For Lopez, a 34-year-old former National Guardsman and current truck-driver soldier on his second marriage with a toddler daughter, there was no radical Islamic motivation for violently ending the lives of three comrades and wounding 16 others at Fort Hood April 2, before killing himself.

But Hasan the psychiatrist, professionally trained to help soldiers in times of severe distress, would have likely recognized the mental-health issues — anxiety, depression and sleeplessness — for which Lopez was currently being treated, the PTSD (Post-Traumatic Stress Disorder) for which Lopez was under evaluation, and the sheer rage that drove Lopez’ eight-minute shooting rampage.

Last November, Army paperwork held up Lopez from making it back in time for the wake of his mother, Carmen, in their hometown of Guayanilla, a seaside community of 23,000. He did arrive before the funeral at Immaculate Conception Church, but complained to relatives he had to return shortly to base.

On April 2, he requested another leave of absence to go to Puerto Rico and help settle family affairs. This time a personnel supervisor told him to come back the following day to get the application. Later that Wednesday afternoon around 4 p.m., however, he returned with a semiautomatic .45-caliber pistol he’d bought weeks before at an off-base place called Guns Galore — the same mom-and-pop gun shop where Hasan had purchased his semiautomatic handgun.

And during the two-block-long carnage in and out of his car, Lopez got off 35 rounds, killing Sgt. First Class Daniel Fergurson, 39, Staff Sgt. Carlos Lazaney-Rodriguez, 38, and Sgt. Timothy Owens, 37. 

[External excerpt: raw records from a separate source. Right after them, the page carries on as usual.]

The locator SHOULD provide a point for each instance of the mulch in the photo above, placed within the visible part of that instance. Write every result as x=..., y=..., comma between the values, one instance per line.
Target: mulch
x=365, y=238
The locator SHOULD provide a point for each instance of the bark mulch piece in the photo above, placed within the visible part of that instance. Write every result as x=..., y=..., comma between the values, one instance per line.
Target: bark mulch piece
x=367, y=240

Deadly ‘impulsive behavior’

“The guy’s mother died and he wanted to go see her, and his sergeant wouldn’t let him go more than a day,” said Father John Love, Air National Guard chaplain at the 146th Air Wing in the Channel Islands, and pastor of St. Mark University Church in Goleta.

“And one of the symptoms of PTSD is impulsive behavior. Unfortunately, if the guy has a gun, the impulsive behavior can become deadly. So I think it’s a distinct possibility that the guy was suffering from some undiagnosed trauma.”

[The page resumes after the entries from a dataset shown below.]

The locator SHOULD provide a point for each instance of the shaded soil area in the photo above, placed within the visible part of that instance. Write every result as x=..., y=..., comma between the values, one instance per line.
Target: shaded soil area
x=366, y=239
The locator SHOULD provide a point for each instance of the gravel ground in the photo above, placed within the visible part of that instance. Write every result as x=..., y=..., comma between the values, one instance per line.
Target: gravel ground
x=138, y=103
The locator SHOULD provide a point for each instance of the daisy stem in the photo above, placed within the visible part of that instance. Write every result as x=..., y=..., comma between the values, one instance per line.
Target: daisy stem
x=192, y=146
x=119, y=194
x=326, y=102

An Air National Guard lieutenant colonel, Father Love — ordained for the Archdiocese of Los Angeles in 1990 — has served two deployments to Landstuhl Regional Medical Center in Germany, which provides primary and tertiary care to military members seriously injured in Afghanistan and other global conflicts.

But the priest, whose father was an Army surgeon, cautions that Post-Traumatic Stress Disorder is an “evolving diagnosis.” Medical and mental-health professionals can’t even agree on what the time interval must be between normal personal trauma after a life-altering event or crisis and severe post-trauma that lingers for months and years. The destructive symptoms can include recurring nightmares and flashbacks, hyperacusis or over-sensitivity to sounds, self-isolation, feelings of anxiety and depression, and concentration difficulties.

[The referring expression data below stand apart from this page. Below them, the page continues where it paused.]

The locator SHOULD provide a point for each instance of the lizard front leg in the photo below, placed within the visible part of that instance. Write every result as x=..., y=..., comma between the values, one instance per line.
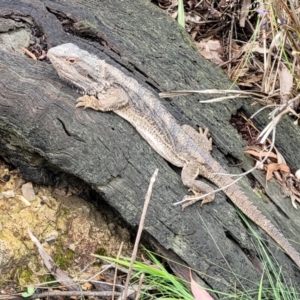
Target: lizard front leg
x=189, y=174
x=113, y=99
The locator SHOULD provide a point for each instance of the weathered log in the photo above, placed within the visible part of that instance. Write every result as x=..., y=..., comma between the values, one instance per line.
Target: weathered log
x=43, y=134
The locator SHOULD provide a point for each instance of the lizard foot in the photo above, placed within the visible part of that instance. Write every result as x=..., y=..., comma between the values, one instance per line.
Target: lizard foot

 The pastor of St. Mark University Church, who holds a doctoral degree in moral formation, has developed his own theory concerning violence in today’s U.S. military, which he also sees in students he ministers to at the University of California, Santa Barbara.

“It mirrors violence in society,” Father Love told The Tidings. “In other words, we can’t expect our troops to be much better from the society from which they came. I’m painting with a broad brush here. But oftentimes today young people are solving their problems of grief or depression or lamentation by turning these problems into anger.

“They don’t know how to process grief and sorrow anymore,” he observed. “They don’t know how to sing the blues, so to speak. Anger is the new norm — how you get things done.”

From afar, he surmises that evidently no one taught Ivan Lopez that “it’s OK to grieve” and lament the loss of his mother, and that the best way to honor her was not to become angry and violent.

“He never got that message, and it clearly, I think, built up over a few days and finally something snapped,” said Father Love. “I know I’m using layman’s terms, but that’s the apt description of what happens. There’s a psychotic break, so to speak.”

After a moment, he continued. “We need to teach people to nurture the living and honor the dead,” the priest mused. “That’s our motto for the chaplain corps. The last thing that his mother would have wished would have been for him to shoot a bunch of people in her name out of anger.”